Dołożę do tego, że w Wieluniu założyła Pani Klub Satyryka “Ja gęgolę!” oraz “Poetariat”. Skąd pomysł? To zachęca ludzi do tworzenia czy przede wszystkim pozwala na obcowanie ze sztuką?

– Klub satyryka “Ja gęgolę” jest aktualnie instytucją w stanie spoczynku. Powołałam go na potrzeby turnieju satyrycznego (2016) “O Gąskę Ziemi Wieluńskiej” oraz spotkania satyryczne. Miał pełnić rolę trupy i zaplecza artystycznego, ale chętnych było tylu, co na lekarstwo, a i turniej z czasem wygasł, więc zawiesiłam działalność klubu. Jeśli znajdą się ochotnicy do czynnego udziału (jako trupa teatralno-kabaretowa), bardzo chętnie wznowię tę działalność, bo przyznam, że bardzo mi jej brakuje.

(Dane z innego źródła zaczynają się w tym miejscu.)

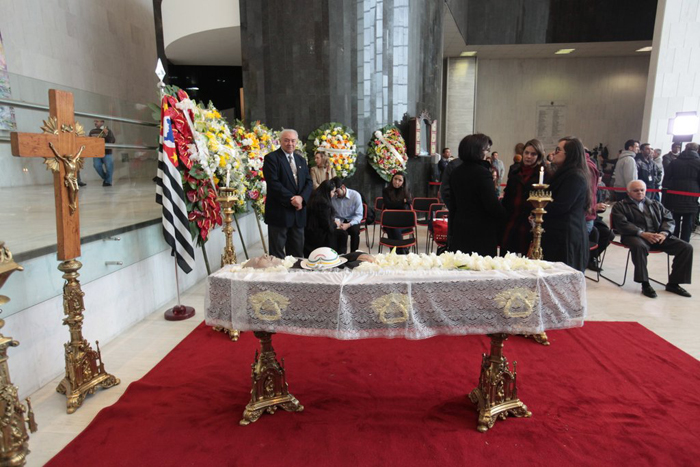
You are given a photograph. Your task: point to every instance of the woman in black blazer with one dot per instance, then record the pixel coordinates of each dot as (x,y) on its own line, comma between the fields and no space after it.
(565,236)
(517,234)
(476,216)
(320,219)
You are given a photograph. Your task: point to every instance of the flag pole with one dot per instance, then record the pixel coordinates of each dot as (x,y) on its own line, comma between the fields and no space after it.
(178,312)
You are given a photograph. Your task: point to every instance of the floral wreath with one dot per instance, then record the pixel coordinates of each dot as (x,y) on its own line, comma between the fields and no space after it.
(254,143)
(338,141)
(386,152)
(198,182)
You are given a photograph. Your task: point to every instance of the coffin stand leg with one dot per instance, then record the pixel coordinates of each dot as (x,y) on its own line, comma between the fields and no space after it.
(497,394)
(269,384)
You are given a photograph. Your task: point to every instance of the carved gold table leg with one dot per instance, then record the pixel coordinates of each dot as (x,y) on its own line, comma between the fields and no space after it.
(228,199)
(85,371)
(269,384)
(497,394)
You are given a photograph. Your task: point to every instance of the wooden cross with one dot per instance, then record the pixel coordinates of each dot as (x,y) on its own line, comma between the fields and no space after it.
(63,145)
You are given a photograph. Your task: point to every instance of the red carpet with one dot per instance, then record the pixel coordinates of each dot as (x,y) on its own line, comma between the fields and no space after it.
(607,393)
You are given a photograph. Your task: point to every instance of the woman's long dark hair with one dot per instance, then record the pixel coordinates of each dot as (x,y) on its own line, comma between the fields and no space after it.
(575,161)
(472,147)
(397,195)
(321,195)
(320,209)
(539,149)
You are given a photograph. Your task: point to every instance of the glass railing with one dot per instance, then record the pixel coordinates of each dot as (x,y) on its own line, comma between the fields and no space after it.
(119,224)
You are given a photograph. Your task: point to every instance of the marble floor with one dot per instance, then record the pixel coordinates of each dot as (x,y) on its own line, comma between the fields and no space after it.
(29,219)
(131,355)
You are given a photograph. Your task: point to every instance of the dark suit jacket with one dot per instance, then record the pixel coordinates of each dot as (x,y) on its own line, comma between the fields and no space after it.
(627,219)
(281,187)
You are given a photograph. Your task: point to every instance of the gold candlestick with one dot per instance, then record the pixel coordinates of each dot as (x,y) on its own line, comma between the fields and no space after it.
(228,199)
(539,198)
(14,440)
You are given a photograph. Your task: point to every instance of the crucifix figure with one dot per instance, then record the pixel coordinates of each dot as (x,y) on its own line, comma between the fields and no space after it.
(63,145)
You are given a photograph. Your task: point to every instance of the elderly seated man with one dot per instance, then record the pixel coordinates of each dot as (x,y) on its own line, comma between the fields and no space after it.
(646,225)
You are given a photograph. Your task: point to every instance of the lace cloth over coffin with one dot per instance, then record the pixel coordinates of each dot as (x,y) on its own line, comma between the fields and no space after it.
(408,304)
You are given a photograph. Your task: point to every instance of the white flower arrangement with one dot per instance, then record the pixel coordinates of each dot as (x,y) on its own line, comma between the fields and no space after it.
(452,261)
(287,263)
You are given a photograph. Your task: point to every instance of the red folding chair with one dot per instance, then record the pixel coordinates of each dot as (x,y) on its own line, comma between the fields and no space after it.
(422,206)
(378,208)
(627,262)
(398,219)
(440,223)
(429,231)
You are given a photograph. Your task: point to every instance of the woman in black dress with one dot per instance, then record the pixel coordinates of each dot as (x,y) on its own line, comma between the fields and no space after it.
(320,219)
(565,236)
(476,216)
(396,195)
(517,234)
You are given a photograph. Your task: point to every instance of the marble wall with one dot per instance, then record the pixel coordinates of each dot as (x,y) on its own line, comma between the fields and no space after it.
(674,72)
(103,46)
(362,63)
(604,98)
(109,309)
(460,106)
(553,21)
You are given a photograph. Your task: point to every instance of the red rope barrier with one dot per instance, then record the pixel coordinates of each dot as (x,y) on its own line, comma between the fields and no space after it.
(652,190)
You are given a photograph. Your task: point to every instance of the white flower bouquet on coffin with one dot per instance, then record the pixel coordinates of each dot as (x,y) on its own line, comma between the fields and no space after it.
(452,261)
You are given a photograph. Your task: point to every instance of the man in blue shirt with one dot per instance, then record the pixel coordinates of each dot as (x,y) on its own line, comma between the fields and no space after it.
(348,210)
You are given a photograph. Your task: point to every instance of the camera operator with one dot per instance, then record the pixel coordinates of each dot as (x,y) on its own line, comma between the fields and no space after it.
(104,165)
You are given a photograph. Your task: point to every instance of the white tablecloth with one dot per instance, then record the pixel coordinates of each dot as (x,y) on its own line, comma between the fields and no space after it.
(346,304)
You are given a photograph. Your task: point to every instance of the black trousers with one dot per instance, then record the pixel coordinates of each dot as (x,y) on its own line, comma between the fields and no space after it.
(601,235)
(342,239)
(684,225)
(289,240)
(681,251)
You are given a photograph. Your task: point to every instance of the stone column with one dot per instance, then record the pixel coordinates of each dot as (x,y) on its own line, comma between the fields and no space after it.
(363,63)
(674,71)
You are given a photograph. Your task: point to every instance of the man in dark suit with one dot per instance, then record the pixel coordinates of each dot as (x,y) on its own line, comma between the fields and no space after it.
(646,225)
(288,189)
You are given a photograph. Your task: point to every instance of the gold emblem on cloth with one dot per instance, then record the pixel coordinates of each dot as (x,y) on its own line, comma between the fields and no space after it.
(268,305)
(392,308)
(517,302)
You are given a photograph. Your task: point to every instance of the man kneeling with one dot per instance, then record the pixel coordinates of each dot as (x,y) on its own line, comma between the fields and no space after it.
(646,225)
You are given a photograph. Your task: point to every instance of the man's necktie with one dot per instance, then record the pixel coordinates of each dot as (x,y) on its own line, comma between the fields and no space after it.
(290,158)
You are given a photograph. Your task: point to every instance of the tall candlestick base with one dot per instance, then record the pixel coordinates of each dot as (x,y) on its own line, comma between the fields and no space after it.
(14,439)
(85,370)
(228,200)
(539,198)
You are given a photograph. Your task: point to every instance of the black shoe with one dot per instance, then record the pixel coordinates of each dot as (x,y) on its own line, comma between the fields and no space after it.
(678,290)
(648,291)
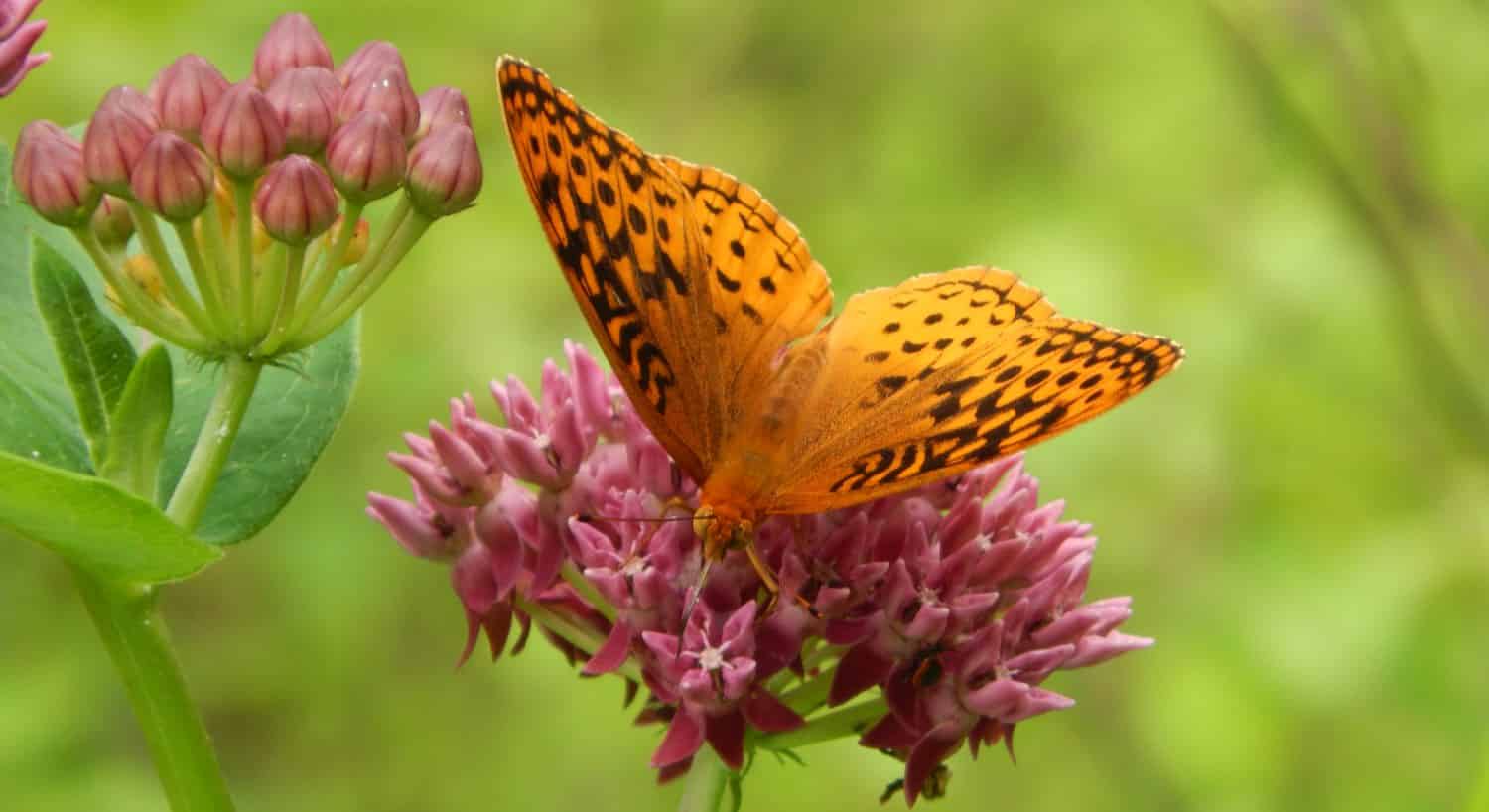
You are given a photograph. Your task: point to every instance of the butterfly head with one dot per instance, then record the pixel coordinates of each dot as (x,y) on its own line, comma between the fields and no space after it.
(721,529)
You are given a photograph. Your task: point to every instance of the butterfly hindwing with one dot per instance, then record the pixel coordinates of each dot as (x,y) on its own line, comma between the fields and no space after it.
(943,372)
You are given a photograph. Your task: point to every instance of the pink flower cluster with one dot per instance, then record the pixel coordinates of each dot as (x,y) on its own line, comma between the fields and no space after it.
(17,39)
(264,182)
(956,603)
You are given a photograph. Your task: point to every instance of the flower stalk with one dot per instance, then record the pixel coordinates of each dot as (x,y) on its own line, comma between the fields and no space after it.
(131,627)
(214,440)
(243,173)
(708,778)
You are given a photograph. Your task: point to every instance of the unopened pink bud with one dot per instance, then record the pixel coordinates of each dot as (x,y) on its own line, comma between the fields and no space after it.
(291,42)
(173,178)
(383,88)
(48,170)
(15,45)
(444,172)
(366,157)
(112,222)
(185,91)
(243,133)
(441,106)
(306,100)
(295,200)
(116,136)
(369,56)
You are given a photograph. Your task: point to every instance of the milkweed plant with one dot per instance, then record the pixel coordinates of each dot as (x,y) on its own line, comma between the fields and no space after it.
(185,270)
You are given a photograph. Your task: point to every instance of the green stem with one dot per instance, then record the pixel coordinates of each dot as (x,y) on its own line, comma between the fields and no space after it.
(143,310)
(325,276)
(133,630)
(175,286)
(845,722)
(273,264)
(243,203)
(289,288)
(706,781)
(366,282)
(205,279)
(219,261)
(217,433)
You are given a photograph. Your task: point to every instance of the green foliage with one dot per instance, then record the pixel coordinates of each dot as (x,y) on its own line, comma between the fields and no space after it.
(291,419)
(1295,520)
(66,368)
(131,457)
(94,353)
(95,525)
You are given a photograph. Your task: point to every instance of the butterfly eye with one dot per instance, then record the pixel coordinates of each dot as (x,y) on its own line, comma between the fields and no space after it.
(702,520)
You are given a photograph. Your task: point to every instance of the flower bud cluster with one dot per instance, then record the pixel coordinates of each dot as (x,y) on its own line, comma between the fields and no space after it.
(255,176)
(947,607)
(17,39)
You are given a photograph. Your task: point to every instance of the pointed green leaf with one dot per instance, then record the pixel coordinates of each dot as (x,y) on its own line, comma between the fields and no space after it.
(38,418)
(137,427)
(95,525)
(92,350)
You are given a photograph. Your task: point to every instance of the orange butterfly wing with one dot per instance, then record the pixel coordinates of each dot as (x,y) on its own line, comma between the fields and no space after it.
(705,301)
(928,378)
(690,280)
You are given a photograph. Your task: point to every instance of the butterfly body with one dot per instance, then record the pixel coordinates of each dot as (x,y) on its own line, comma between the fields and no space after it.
(714,316)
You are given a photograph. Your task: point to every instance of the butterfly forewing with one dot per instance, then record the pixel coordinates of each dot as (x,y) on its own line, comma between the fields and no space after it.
(767,289)
(705,301)
(621,226)
(943,372)
(691,282)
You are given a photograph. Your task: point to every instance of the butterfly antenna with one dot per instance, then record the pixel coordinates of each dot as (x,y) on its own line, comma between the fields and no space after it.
(590,519)
(693,601)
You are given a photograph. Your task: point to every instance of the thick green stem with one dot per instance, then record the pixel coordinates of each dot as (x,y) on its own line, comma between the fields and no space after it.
(845,722)
(708,776)
(131,627)
(217,433)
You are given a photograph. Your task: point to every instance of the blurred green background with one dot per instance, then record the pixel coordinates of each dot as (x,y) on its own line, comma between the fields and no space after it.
(1295,191)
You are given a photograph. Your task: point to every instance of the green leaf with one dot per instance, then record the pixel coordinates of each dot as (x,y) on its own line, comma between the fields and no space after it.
(137,428)
(94,525)
(92,350)
(292,416)
(38,418)
(291,419)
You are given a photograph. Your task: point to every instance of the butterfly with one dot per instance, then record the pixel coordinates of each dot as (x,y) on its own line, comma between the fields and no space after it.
(709,307)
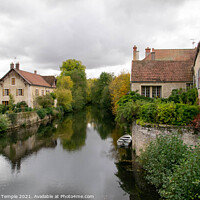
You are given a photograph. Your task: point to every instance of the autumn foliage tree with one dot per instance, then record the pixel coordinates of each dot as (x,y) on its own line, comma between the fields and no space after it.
(119,87)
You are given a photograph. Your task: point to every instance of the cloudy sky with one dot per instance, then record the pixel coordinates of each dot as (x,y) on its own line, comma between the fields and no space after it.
(41,34)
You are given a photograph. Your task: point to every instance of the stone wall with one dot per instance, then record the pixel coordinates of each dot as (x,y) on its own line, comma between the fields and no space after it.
(142,135)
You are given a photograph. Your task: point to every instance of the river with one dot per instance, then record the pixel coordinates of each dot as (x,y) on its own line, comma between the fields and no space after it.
(74,156)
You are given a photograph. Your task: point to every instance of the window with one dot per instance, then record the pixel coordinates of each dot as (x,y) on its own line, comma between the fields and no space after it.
(36,92)
(6,92)
(146,91)
(156,91)
(20,92)
(12,81)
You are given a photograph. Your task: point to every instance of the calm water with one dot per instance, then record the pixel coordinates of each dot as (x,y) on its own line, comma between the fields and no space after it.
(76,156)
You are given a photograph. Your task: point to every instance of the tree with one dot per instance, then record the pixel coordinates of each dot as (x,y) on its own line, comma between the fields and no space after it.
(45,101)
(99,93)
(64,98)
(76,71)
(71,65)
(64,82)
(119,87)
(90,84)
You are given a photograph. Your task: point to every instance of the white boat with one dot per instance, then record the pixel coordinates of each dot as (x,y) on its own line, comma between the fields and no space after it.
(125,140)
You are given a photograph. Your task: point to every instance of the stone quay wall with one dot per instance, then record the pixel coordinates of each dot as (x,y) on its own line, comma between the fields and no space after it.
(143,135)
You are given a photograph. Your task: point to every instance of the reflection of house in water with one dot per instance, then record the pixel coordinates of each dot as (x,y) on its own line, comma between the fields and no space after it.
(27,143)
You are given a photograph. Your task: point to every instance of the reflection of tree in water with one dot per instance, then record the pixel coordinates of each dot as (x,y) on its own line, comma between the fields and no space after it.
(21,143)
(131,179)
(72,131)
(102,121)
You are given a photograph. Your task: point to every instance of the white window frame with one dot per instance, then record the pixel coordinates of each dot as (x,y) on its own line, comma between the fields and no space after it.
(18,92)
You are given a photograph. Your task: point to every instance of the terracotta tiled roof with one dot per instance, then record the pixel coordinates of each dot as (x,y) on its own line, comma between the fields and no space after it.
(173,54)
(161,71)
(33,79)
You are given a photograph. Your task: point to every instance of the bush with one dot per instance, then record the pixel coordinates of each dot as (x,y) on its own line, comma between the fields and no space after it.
(184,183)
(41,113)
(49,111)
(4,123)
(186,113)
(12,117)
(133,97)
(186,97)
(161,157)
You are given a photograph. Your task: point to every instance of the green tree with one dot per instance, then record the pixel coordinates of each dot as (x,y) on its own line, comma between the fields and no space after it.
(119,87)
(76,70)
(100,94)
(71,65)
(45,101)
(64,98)
(64,82)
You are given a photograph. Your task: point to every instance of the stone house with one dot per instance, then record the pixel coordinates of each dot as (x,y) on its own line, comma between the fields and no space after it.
(24,86)
(197,69)
(161,71)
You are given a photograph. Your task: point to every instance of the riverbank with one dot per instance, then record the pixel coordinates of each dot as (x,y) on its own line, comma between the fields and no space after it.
(142,135)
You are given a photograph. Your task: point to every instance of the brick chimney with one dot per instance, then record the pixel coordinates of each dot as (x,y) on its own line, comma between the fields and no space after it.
(17,66)
(135,53)
(11,65)
(147,51)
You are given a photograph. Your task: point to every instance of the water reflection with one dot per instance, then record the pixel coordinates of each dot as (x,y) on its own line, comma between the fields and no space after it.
(77,155)
(72,131)
(23,142)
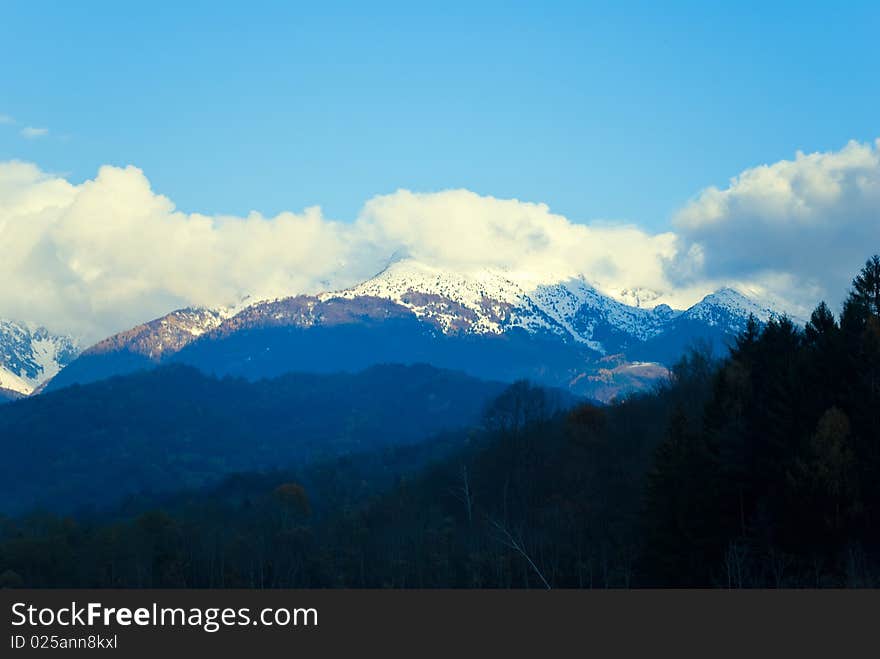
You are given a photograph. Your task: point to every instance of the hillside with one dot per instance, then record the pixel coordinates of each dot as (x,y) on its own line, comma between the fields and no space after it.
(174,428)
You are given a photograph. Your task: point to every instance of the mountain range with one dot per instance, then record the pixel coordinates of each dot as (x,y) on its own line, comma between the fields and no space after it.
(488,323)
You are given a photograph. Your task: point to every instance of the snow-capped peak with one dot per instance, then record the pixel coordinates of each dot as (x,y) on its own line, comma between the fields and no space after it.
(31,355)
(492,301)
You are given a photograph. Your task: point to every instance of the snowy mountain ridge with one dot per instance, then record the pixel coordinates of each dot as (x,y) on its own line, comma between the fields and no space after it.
(31,355)
(487,301)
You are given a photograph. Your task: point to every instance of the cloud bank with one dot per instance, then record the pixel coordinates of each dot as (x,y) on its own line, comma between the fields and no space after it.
(98,257)
(800,227)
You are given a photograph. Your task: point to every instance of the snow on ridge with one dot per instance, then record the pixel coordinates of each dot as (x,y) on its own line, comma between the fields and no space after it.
(30,355)
(499,300)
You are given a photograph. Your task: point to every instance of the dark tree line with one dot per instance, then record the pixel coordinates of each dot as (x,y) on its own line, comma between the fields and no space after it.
(758,469)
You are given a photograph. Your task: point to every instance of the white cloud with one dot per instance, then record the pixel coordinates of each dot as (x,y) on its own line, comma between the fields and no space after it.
(31,133)
(799,228)
(109,253)
(100,256)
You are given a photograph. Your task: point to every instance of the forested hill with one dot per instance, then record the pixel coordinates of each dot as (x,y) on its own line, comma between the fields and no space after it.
(761,469)
(176,428)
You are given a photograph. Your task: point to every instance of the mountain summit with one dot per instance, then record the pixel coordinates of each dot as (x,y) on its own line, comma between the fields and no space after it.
(30,356)
(488,323)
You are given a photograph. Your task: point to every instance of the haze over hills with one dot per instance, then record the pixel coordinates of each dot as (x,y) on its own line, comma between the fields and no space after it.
(489,323)
(174,427)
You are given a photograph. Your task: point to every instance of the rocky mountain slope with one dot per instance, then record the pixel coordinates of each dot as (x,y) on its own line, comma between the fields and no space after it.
(489,323)
(30,356)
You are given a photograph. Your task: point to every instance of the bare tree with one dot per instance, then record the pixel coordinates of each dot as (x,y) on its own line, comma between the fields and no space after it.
(508,539)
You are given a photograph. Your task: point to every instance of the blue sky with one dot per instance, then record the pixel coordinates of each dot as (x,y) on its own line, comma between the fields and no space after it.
(601,110)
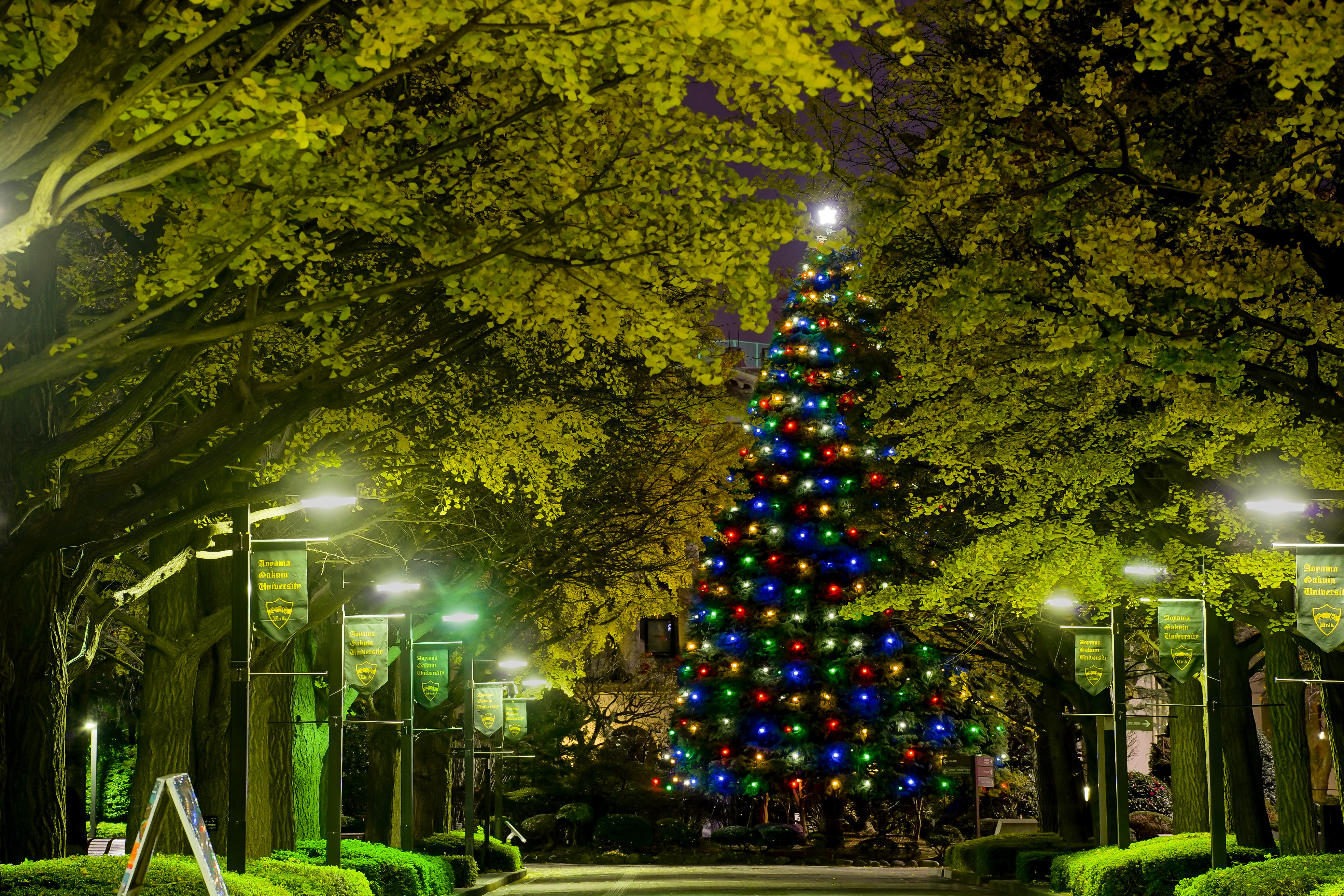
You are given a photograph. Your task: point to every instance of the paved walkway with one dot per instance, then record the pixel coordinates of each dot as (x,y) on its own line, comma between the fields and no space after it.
(732,880)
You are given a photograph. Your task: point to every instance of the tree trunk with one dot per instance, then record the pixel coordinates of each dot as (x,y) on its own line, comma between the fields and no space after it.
(1241,745)
(1190,764)
(271,800)
(432,773)
(310,741)
(1042,764)
(168,687)
(1292,762)
(1331,667)
(33,644)
(385,758)
(210,714)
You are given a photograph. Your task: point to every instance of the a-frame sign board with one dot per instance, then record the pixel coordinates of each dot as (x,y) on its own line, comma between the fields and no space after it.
(172,792)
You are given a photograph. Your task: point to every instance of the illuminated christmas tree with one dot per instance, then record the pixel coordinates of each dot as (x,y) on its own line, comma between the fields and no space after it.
(781,696)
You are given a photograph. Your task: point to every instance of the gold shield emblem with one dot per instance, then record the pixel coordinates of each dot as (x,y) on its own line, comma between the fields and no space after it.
(1327,618)
(366,672)
(280,612)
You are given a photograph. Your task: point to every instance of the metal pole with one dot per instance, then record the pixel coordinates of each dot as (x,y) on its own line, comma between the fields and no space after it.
(335,719)
(240,706)
(408,680)
(93,782)
(1214,749)
(470,749)
(1100,761)
(1117,696)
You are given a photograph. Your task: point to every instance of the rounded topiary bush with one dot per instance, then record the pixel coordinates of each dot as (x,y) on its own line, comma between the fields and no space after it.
(1148,794)
(678,834)
(737,836)
(628,832)
(781,836)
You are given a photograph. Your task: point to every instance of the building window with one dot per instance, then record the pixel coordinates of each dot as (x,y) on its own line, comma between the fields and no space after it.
(659,636)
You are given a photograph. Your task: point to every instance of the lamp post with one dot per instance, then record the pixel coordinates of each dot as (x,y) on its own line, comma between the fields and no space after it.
(468,731)
(405,686)
(240,659)
(92,727)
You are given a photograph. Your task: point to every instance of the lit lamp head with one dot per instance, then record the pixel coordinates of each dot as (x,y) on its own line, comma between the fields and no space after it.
(1276,506)
(327,502)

Jeśli zaś chodzi o “Poetariat”, to stworzyłam go, by promować poezję i jej autorów, ale przede wszystkim, by pokazać ludziom, że każdy może znaleźć coś dla siebie, że poezja nie gryzie, że obcowanie z nią nie szkodzi. Zanim zajęłam się poezją, pracowałam jako kierownik biura w agencji reklamowej, więc pewnego zimowego dnia zamieniłam sekretariat na “Poetariat”.

Czy zgadza się Pani, że osoby piszące raczej nie wychodzą ze swoją twórczością na zewnątrz, obawiając się reakcji otoczenia, szczególnie tego najbliższego?

– Proszę mi uwierzyć, że wcale nie obawiają się opinii. Jeśli się ociągają z publikacją swoich tworów, to wyłącznie dlatego, że sami nie są z nich zadowoleni. A to jest bardzo ważny aspekt, bo jak można spodziewać się, że nasz tekst przypadnie komuś do serca, zapadnie w pamięć lub przyniesie jakikolwiek sukces, jeśli sam autor nie jest pewny swojego warsztatu?

Za prowadzoną działalność otrzymała Pani nagrodę przyznawaną przez Sejmik Województwa Łódzkiego. To duże wyróżnienie. Gratuluję! Czy wpłynęło ono na jeszcze większe Pani zaangażowanie w działanie na polu literatury?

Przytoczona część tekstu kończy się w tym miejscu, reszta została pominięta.